Coffee sugar cookies using Ethiopian Sidamo from Revolution Coffee RoastersI have turned into a bit of a coffee nerd, thanks to Ray. I didn’t drink coffee until I was 22 and going to grad school full time, while working a part-time publishing job and being a graduate assistant. Back then, my coffee came from Wawa and was laden with half-and-half and artificial sweeteners. Yuck.

Since then, I’ve learned how good coffee can be when it doesn’t taste like candy, and I gladly brew my coffee every morning with a French press. I’ve traded in the cream for a splash of whole milk, and the artificial sweeteners (which are SO BAD FOR YOU!) for a spoonful of sugar. And it’s great.

Whenever we travel, we almost always try to bring back a bag of coffee beans … it makes a great souvenir. Also, Philly is turning into a great town for coffee—the only problem is I don’t want to have to cross the bridge every time I want great coffee.
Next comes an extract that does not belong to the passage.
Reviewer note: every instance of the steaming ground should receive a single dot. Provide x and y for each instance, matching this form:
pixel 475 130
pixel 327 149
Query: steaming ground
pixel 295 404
Luckily for us, Revolution Coffee Roasters opened up in Collingswood earlier this summer. Joe, Steve and Justin rent space in The Factory (a cool, shared “maker space”) to roast their beans, then sell them locally and at the Collingswood Farmers market. We quickly fell in love with their Ethiopian Sidamo, which has become our everyday coffee.

Ethiopian Sidamo Sugar Cookies

The guys are so nice, that I wanted to bring them a little treat on the last day of the 2013 farmers market season, so I whipped up these cookies using my favorite sugar cookie base, and added finely ground Ethiopian Sidamo. The cookie has a light crunch, and starts off buttery and sweet, then the coffee flavor comes forward. I’m really happy with how well the true flavor of the Ethiopian Sidamo is preserved in the cookie, and I think the guys at Revolution really enjoyed it too!

Now, if you can’t get coffee from Revolution, that’s a bummer, but it’s ok. You can use whatever your favorite coffee is, just make sure you grind it finely and separate out any extra hulls.

Ethiopian Sidamo coffee sugar cookies

Yield: Yields 30-50 cookies, depending on the cookie cutter

Ingredients

Ingredients
3 1/4 cups flour
3 tsp baking powder
1 tsp salt
5 tbsp finely ground Ethiopian Sidamo coffee (or your favorite coffee)
1 cup (2 sticks) unsalted butter, cold
1 cup sugar
1 egg
1/2 tsp vanilla extract

Directions

Heat the oven to 350 degrees Fahrenheit and line cookie sheets with parchment paper or baking silicone.

Pass the coffee gently through a sieve or flour sifter to separate out any extra coffee hulls.

Combine the flour, baking powder, salt and coffee in a bowl. Set aside.

Using a standmixer, cream the cold butter and sugar into light and fluffy, about 5-7 minutes.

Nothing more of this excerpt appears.